Mais surtout, la réduction de la semaine de travail à 3 jours n’empêche pas l’aménagement du temps de travail. En effet, le temps de travail pourrait être aménagé sur la semaine, le mois et l’année. Par exemple, en début d’année, deux salariés peuvent décider d’un commun accord d’aménager leur temps de travail ensemble. Le premier peut décider de travailler à temps plein de janvier à juin et le seconde de mai à décembre. Comme la rémunération sera annualisée, qu’ils travaillent ou qu’ils ne travaillent pas, ils percevront chaque mois 1 000 €.

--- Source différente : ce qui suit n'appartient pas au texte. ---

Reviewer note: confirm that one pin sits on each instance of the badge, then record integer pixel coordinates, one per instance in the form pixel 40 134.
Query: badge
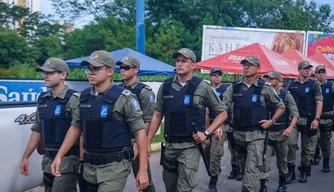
pixel 327 90
pixel 104 111
pixel 186 99
pixel 135 104
pixel 57 110
pixel 254 98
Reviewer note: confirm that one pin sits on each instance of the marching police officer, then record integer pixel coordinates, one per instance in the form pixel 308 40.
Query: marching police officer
pixel 308 97
pixel 109 115
pixel 57 111
pixel 250 97
pixel 129 67
pixel 278 134
pixel 326 118
pixel 216 147
pixel 183 99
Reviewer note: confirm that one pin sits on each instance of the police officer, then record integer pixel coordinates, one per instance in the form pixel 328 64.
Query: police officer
pixel 109 115
pixel 57 111
pixel 326 118
pixel 308 97
pixel 183 99
pixel 278 134
pixel 250 97
pixel 216 147
pixel 130 67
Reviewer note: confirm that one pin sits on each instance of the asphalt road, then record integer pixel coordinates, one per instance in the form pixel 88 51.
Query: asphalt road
pixel 318 182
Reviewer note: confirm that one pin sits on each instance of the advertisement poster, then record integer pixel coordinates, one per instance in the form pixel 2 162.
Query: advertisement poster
pixel 320 42
pixel 219 40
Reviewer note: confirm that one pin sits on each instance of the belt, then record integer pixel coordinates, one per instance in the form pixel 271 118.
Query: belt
pixel 101 159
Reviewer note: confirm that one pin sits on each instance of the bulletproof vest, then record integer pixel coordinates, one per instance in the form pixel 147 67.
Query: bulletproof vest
pixel 303 95
pixel 54 120
pixel 219 91
pixel 136 91
pixel 272 109
pixel 247 110
pixel 103 133
pixel 328 97
pixel 179 109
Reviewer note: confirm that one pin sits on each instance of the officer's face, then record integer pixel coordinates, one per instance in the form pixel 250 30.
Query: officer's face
pixel 184 65
pixel 53 79
pixel 250 69
pixel 128 72
pixel 98 75
pixel 304 72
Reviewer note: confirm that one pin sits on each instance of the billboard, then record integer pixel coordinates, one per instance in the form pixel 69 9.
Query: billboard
pixel 220 39
pixel 320 42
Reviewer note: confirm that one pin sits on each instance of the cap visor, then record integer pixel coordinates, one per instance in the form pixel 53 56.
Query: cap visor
pixel 91 62
pixel 44 69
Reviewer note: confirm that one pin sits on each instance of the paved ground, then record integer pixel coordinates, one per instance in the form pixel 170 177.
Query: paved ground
pixel 318 182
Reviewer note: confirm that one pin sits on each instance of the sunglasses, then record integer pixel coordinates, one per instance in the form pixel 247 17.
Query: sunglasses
pixel 126 68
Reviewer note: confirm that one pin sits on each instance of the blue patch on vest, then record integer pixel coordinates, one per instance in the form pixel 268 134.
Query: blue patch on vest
pixel 104 111
pixel 57 110
pixel 254 98
pixel 135 104
pixel 327 90
pixel 186 99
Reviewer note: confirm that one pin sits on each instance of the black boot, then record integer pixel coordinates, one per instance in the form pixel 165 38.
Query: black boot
pixel 303 173
pixel 291 175
pixel 264 184
pixel 325 165
pixel 282 184
pixel 213 184
pixel 234 172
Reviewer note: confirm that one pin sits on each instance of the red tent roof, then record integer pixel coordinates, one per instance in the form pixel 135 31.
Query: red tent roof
pixel 322 59
pixel 270 60
pixel 297 56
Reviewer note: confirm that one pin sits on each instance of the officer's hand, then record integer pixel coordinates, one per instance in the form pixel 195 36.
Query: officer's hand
pixel 199 137
pixel 135 151
pixel 24 167
pixel 315 124
pixel 142 180
pixel 55 166
pixel 265 123
pixel 218 134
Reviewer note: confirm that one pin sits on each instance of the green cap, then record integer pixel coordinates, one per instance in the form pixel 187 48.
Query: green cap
pixel 186 53
pixel 320 67
pixel 54 64
pixel 304 64
pixel 129 60
pixel 274 74
pixel 216 70
pixel 251 60
pixel 100 59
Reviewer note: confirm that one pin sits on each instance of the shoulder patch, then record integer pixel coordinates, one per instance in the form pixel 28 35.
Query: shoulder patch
pixel 126 93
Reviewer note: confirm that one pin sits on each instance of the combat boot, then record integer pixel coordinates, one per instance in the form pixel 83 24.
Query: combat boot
pixel 282 184
pixel 325 165
pixel 213 184
pixel 234 172
pixel 264 184
pixel 291 175
pixel 303 173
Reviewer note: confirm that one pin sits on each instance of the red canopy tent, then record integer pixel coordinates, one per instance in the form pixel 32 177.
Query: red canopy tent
pixel 297 56
pixel 270 60
pixel 322 59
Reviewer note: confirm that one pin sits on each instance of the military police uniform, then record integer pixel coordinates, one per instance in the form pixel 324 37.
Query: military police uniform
pixel 249 108
pixel 108 119
pixel 146 99
pixel 54 116
pixel 305 95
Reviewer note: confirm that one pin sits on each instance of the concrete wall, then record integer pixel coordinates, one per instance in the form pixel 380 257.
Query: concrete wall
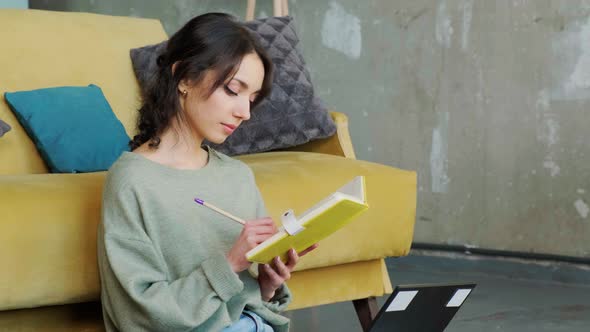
pixel 488 100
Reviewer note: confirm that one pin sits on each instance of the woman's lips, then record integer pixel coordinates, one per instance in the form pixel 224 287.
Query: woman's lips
pixel 228 128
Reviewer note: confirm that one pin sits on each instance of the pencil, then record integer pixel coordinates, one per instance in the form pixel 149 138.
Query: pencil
pixel 220 211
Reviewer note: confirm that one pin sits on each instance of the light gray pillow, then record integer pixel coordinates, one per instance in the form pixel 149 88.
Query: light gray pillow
pixel 4 128
pixel 290 116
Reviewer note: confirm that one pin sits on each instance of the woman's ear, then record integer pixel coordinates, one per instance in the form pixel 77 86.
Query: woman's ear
pixel 183 87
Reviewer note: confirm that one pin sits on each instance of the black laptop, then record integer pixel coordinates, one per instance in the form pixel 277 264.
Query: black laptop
pixel 421 308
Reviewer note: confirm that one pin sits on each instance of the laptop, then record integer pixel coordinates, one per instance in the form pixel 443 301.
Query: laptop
pixel 421 308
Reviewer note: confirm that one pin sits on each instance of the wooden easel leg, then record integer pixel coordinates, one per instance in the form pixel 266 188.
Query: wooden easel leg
pixel 366 310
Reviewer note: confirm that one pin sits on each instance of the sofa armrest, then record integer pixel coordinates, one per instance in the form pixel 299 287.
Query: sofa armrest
pixel 338 144
pixel 48 239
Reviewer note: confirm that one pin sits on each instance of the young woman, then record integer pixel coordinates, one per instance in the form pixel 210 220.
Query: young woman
pixel 166 263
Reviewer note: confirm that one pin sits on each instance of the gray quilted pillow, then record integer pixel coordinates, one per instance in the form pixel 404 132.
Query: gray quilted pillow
pixel 290 116
pixel 4 128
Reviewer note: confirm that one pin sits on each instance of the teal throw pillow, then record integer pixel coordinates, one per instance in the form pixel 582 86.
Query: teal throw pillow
pixel 74 128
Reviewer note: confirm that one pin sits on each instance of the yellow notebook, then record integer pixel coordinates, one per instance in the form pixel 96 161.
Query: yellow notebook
pixel 315 224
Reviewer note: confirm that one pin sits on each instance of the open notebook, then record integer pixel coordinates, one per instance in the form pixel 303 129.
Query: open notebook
pixel 313 225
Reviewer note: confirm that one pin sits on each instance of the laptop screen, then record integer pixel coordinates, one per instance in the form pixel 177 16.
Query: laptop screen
pixel 416 308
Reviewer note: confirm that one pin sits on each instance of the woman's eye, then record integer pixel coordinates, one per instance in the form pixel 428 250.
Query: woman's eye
pixel 230 91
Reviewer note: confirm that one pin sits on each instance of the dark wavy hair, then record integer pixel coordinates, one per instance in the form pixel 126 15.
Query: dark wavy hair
pixel 213 42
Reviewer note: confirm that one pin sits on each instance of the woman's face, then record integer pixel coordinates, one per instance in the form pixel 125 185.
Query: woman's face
pixel 216 117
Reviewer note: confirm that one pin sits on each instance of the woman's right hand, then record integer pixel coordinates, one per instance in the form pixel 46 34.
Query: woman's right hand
pixel 254 232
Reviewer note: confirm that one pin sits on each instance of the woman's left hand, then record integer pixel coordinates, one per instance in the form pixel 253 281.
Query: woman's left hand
pixel 272 276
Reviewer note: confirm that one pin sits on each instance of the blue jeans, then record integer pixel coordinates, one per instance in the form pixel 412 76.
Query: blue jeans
pixel 249 322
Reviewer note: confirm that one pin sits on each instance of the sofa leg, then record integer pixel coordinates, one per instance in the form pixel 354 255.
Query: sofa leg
pixel 366 310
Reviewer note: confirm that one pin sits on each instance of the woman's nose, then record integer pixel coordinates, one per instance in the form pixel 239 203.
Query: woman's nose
pixel 243 111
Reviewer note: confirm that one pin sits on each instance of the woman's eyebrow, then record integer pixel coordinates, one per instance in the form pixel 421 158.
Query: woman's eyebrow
pixel 243 84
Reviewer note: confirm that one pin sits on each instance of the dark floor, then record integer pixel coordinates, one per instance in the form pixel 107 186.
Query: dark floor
pixel 511 294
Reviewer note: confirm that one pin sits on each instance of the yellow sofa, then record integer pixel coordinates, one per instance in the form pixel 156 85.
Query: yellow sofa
pixel 48 221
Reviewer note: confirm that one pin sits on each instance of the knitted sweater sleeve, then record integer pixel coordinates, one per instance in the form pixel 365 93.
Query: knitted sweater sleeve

Comme certains l’ont proposé, le progrès technique et l’organisation du travail permettront de réduire progressivement la semaine de travail à 1 jour. Lorsque la production des biens et des services destinés à satisfaire les besoins essentiels et un minimum de confort matériel seront assurés par des machines, les Hommes ne seront plus contraints d’en assurer la production. L’automatisation de l’économie permettra de limiter l’activité professionnelle à la maintenance et à l’entretien des sites de production et de distribution. À terme, lorsque la production sera sécurisée, que les mentalités auront évolué et que l’activité professionnelle, l’argent et la consommation seront redevenus, ce qu’ils auraient toujours dû être : de simples moyens destinés à satisfaire les besoins essentiels, le revenu universel pourra devenir une réalité qui, à ce moment-là, prendra tout son sens.
Jean-Christophe Giuliani
[1] Marx Karl, Philosophie : L’idéologie allemande, « Conception matérialiste et critique du monde », Paris, Gallimard, 1965, page 310.